Povero Sansone, accecato e ridotto in catene: cos'altro avrebbe potuto fare con l'ultimo palpito di forza?
Così fece crollare le colonne della casa dei filistei, e -ci racconta il libro dei Giudici- "Furono più i morti che egli causò con la sua morte di quanti ne aveva uccisi in vita".
E questo ci induce a considerare che ognuno -oggettivo o no che sia, ma ciò non è sindacabile- ha una misura precisa, oltre la quale la sua vita vale meno del danno che può causare a chi lo riduce in schiavitù.
E questa misura -oggettivo o no che sia, ma non ci è di alcuna utilità stabilirlo- non dev'essere superata da nessuno che ci stia nei paraggi. E non tanto per falso e recitato altruismo! anche solo per lucido, freddo e cosciente egoismo, dovremmo poter considerare che la disperazione non è di questo o di quello, la disperazione è gassosa: si espande come la puzza e non ce ne liberiamo più.

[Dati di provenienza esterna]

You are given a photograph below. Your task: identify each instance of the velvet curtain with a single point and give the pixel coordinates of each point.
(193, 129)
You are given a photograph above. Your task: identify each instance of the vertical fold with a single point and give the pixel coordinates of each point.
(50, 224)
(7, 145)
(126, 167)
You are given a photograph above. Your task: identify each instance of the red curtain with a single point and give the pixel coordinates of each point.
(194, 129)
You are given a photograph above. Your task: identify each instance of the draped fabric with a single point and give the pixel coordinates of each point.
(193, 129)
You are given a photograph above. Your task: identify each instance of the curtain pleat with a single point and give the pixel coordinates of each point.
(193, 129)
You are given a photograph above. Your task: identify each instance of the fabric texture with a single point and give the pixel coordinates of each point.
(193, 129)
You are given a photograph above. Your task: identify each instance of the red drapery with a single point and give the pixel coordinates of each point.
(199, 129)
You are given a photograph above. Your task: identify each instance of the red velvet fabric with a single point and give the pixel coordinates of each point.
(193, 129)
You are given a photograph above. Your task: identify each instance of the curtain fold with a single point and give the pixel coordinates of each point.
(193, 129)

E' un'illusione il pensiero che si possa star bene, quando altri attorno a noi soffrono. Possiamo chiuderci a riccio per non sentire la loro sofferenza, certo: finchè non ci esploderà in faccia.

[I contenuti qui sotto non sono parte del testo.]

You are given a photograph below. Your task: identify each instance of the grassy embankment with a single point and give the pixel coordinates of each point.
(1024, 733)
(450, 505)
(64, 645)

Chi biasimerebbe l'ebreo Sansone, se la sua storia fa parte del libro dei libri? Chi biasimerebbe la Bibbia? Eppure oggi siamo scossi da tutt'altri sentimenti; ma consideriamo che ogni popolo ha i suoi Sansoni, e -per Dio!- sarebbe meglio se non ve ne fossero.
Il villaggio globale di questo nuovo millennio non tollera ostracismi e avversità tra culture. Nel medioevo ci si poteva isolare tra le montagne; oggi non v'è montagna che regga alla tracotanza mediatica delle nostre parabole.
Difficile mettersi nei panni dell'altro, la storia ci insegna che è quasi sempre stato impossibile.